Berita

Terkoyaknya Semboyan Bhineka Tunggal Ika


Kondisi bangsa Indonesia saat ini seringkali dihadapi oleh konflik horizontal. Masyarakat sering dihadapkan oleh peperangan, pembunuhan dsb akibat konflik antar etnis maupun agama. Padahal sejak abad ke 13 Indonesia telah memiliki semboyan Bhineka Tunggal Ika. Simbol tersebut jelas membuktikan bahwa Indonesia memiliki beragam identitas namun tetap berdamai. Ternayata kenyataan yang dihadapi adalah semboyan itu hanya sebagai simbol semata karena semboyan itu telah terkoyak oleh pemerintah sendiri.

Hal ini disampaikan oleh ketua panitia 1st International Conference on Media, Communication and Culture dengan tema “Rethingking Multiculturalism: Media in Multicultural Society”, Yeni Rosilawati, pada Rabu (7/11) di Kampus Terpadu UMY. Seminar tersebut menghadirkan pakar multikulturalisme dari University of Western Australia Prof Krishna Sen dan Prof Chua Beng Huat dari National University of Singapore.

Menurut Yeni yang sekaligus tercatat sebagai Dosen Ilmu Komunikasi UMY menyatakan bahwa Pemerintah bahkan tidak mengaplikasikan semboyan itu saat bertemu dengan orang lain yang memiliki beragam identitas. Padahal sadar tidak sadar, kenyataannya bangsa Indonesia memiliki banyak sekali perbedaan. Perbedaan itulah yang menyebabkan berbagai konflik.

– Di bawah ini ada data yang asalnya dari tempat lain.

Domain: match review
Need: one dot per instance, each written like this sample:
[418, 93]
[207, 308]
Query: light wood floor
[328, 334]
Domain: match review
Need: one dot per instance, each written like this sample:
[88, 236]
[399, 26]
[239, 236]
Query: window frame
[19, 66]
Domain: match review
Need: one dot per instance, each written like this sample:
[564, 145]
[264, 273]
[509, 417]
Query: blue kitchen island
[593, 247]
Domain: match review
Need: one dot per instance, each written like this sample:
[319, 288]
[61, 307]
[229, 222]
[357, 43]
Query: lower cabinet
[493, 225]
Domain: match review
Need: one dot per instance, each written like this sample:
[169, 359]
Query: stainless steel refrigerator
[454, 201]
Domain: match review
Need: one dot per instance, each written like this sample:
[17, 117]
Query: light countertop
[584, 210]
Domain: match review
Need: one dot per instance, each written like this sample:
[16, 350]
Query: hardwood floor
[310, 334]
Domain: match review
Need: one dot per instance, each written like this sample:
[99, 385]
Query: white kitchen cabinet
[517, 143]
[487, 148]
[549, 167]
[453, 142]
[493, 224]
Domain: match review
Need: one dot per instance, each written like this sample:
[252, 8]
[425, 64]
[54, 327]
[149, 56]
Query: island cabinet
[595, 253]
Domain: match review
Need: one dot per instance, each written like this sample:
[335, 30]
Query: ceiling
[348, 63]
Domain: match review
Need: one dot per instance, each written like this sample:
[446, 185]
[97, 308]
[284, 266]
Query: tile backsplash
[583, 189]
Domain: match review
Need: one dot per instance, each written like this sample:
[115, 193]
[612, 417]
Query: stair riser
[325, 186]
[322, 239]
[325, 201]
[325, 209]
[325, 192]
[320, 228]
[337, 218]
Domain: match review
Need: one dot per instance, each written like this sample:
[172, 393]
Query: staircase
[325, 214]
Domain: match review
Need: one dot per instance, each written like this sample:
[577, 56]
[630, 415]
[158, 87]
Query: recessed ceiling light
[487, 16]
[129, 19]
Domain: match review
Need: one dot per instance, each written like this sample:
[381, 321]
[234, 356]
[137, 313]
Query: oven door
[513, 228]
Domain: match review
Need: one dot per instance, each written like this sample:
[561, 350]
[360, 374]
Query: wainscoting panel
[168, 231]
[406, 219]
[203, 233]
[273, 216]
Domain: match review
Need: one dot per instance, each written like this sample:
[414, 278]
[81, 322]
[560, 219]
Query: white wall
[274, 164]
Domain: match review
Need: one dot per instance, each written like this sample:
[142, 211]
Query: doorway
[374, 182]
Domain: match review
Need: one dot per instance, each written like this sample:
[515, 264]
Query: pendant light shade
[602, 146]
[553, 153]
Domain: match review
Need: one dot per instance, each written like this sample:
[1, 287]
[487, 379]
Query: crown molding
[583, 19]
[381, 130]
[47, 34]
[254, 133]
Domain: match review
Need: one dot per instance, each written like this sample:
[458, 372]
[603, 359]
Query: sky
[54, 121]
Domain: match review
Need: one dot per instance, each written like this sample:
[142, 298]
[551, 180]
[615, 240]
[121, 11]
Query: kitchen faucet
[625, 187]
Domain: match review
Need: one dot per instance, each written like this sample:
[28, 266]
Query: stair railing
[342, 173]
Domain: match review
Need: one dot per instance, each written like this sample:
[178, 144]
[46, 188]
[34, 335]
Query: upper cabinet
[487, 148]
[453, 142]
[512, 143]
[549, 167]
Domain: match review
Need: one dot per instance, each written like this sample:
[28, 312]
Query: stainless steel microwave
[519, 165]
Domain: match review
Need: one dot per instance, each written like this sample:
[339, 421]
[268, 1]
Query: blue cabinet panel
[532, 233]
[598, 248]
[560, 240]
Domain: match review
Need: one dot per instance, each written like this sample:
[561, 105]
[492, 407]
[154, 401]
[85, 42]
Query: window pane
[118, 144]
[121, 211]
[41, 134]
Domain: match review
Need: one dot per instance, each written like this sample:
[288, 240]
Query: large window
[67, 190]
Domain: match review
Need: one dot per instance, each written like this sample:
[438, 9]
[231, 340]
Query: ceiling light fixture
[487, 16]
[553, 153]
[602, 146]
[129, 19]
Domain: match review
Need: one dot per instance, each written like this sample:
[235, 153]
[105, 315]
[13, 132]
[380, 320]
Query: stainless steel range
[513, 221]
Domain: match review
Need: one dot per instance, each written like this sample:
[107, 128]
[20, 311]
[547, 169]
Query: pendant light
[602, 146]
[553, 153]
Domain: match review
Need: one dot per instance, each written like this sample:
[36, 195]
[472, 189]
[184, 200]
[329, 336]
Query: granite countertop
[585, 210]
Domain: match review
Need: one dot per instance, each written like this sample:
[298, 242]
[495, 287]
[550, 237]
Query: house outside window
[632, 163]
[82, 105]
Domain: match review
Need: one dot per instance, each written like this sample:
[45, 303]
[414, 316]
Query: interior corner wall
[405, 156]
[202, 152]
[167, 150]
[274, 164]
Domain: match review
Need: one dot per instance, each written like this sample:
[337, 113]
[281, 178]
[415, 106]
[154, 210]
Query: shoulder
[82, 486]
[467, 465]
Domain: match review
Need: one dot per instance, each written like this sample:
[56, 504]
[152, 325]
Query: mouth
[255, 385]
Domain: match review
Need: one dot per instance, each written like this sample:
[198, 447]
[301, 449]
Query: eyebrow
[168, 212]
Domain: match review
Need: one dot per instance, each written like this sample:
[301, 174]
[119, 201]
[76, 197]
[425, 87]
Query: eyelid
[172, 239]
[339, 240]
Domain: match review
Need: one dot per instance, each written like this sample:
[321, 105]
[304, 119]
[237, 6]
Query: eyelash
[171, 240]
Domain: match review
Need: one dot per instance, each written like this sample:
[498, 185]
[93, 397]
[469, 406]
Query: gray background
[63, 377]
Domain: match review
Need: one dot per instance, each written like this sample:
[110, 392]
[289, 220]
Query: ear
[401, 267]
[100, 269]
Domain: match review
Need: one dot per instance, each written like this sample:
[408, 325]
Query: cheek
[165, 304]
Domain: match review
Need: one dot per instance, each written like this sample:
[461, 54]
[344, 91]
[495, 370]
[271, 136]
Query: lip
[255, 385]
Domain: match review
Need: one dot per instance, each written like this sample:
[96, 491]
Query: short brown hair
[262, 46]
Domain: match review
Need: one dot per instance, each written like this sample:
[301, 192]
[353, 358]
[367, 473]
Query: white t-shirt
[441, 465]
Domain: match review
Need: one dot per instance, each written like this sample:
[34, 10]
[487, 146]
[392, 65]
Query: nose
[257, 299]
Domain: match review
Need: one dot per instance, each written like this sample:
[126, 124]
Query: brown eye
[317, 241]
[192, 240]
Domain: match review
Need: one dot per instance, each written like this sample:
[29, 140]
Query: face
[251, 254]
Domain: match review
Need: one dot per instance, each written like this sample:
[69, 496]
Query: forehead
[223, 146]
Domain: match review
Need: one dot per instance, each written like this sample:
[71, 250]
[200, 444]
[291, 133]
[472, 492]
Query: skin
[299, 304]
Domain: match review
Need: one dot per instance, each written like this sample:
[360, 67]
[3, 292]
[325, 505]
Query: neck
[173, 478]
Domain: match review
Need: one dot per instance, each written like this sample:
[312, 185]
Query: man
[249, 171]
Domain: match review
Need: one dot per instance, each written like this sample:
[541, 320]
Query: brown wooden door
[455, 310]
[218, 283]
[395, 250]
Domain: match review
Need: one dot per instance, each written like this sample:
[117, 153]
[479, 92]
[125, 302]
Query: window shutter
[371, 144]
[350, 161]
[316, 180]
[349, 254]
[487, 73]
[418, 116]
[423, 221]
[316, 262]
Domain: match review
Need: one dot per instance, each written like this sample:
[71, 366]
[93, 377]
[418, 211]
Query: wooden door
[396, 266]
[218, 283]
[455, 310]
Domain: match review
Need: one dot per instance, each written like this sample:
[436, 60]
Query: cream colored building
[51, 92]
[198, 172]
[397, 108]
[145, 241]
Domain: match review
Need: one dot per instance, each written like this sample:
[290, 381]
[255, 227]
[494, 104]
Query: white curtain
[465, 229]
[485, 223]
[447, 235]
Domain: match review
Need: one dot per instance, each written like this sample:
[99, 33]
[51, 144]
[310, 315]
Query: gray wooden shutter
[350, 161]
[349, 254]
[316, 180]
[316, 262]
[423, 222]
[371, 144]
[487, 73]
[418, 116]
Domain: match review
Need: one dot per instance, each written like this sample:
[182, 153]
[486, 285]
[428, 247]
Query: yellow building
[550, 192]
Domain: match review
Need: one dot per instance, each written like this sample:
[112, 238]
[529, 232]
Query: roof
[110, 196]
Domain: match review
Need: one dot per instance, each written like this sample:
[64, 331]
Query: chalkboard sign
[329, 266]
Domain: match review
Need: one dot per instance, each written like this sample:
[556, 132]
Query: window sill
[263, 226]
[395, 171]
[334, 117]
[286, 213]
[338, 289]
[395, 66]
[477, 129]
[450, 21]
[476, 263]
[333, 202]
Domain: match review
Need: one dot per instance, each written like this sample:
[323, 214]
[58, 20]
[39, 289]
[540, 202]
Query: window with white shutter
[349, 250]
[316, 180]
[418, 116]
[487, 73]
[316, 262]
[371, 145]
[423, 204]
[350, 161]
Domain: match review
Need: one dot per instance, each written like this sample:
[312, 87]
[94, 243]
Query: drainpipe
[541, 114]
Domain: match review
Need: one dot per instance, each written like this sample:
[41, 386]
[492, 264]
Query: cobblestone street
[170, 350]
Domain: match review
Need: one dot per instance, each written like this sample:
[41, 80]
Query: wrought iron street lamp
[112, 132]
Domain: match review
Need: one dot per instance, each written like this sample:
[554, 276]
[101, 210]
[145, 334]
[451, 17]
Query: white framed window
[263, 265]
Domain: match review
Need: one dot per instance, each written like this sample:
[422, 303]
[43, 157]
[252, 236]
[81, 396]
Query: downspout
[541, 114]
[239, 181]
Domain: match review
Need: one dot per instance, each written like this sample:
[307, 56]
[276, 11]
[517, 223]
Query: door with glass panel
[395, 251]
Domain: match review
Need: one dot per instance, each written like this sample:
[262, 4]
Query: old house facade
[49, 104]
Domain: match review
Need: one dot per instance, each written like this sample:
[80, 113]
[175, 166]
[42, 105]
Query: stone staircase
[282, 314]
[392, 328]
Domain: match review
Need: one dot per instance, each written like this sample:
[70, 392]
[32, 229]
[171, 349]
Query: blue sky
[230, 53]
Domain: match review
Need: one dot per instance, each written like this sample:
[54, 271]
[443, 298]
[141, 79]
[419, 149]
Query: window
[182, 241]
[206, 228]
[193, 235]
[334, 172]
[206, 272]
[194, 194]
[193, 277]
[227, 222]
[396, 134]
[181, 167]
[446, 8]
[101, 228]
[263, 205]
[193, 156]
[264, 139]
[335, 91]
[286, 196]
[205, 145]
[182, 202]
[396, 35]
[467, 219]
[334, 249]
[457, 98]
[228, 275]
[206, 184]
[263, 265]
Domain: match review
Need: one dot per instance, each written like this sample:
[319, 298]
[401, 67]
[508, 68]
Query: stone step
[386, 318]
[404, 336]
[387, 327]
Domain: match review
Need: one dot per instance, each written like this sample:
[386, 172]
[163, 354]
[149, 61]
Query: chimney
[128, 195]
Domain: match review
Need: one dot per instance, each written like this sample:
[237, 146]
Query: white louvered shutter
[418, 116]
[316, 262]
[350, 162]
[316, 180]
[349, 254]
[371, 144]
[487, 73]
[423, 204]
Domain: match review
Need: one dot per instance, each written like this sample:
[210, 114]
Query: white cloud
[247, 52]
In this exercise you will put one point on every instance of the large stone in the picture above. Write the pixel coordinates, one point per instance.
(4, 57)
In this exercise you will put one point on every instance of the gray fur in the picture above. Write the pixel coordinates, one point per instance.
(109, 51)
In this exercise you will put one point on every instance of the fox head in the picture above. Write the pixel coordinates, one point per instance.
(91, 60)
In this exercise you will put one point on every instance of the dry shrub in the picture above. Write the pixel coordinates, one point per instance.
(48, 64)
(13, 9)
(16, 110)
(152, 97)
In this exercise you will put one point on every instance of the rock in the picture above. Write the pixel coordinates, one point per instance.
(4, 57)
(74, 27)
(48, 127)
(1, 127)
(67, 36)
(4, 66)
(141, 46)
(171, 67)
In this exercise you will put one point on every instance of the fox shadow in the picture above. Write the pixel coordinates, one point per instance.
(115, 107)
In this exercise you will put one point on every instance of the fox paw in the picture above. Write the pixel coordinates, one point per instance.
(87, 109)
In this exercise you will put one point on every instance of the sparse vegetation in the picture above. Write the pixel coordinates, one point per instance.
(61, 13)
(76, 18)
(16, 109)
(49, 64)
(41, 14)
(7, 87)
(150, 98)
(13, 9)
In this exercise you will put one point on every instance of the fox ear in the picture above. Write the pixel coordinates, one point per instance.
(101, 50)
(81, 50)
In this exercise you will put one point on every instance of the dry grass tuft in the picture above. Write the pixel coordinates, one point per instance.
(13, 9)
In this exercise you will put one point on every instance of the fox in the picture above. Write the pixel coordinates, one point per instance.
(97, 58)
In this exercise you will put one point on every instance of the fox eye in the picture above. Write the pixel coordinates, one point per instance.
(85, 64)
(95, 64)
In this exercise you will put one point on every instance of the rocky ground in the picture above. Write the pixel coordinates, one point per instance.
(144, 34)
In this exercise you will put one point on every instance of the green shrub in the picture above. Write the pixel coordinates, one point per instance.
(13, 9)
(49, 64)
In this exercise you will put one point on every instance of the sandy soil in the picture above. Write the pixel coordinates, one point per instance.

“Sebut saja kasus Way Panji dari Lampung yang telah ada sejak abad ke 13 juga dirasakan akibat minimnya toleransi dan pertukaran informasi yang dilakukan oleh anggota masyarakat. Untuk itu peran media juga sangat penting sebagai penyampai informasi dan ikut memberikan pendidikan komunikasi antar budaya kepada masyarakat,” lanjutnya.

Selain Yeni, Prof Khrisna juga memaparkan tentang pemahaman manusia yang hidup di dunia dengan keberagaman budaya. Multikulturalisme itu sendiri didasarkan pada sejarah seseorang orang dengan  kepentingan tertentu.

“Boleh jadi multikulturalisme merupakan kebijakan yang menguntungkan pihak tertentu. Karena multikulturalisme merupakan teori bangsa Barat yang kemudian diadopsi di Asia,” paparnya.

Acara ini dihadiri oleh ratusan peserta dari 7 negara yakni Indonesia, Malaysia, Singapura, Filipina Thailand, Australia dan USA berlatar belakang akademisi, peneliti, dan praktisi yang memaparkan dan mendikusikan tentang multikulturalisme. Acara ini dilaksanakan oleh prodi Ilmu Komunikasi UMY bekerjasama dengan School of Communication Universiti Sains Malaysia (USM).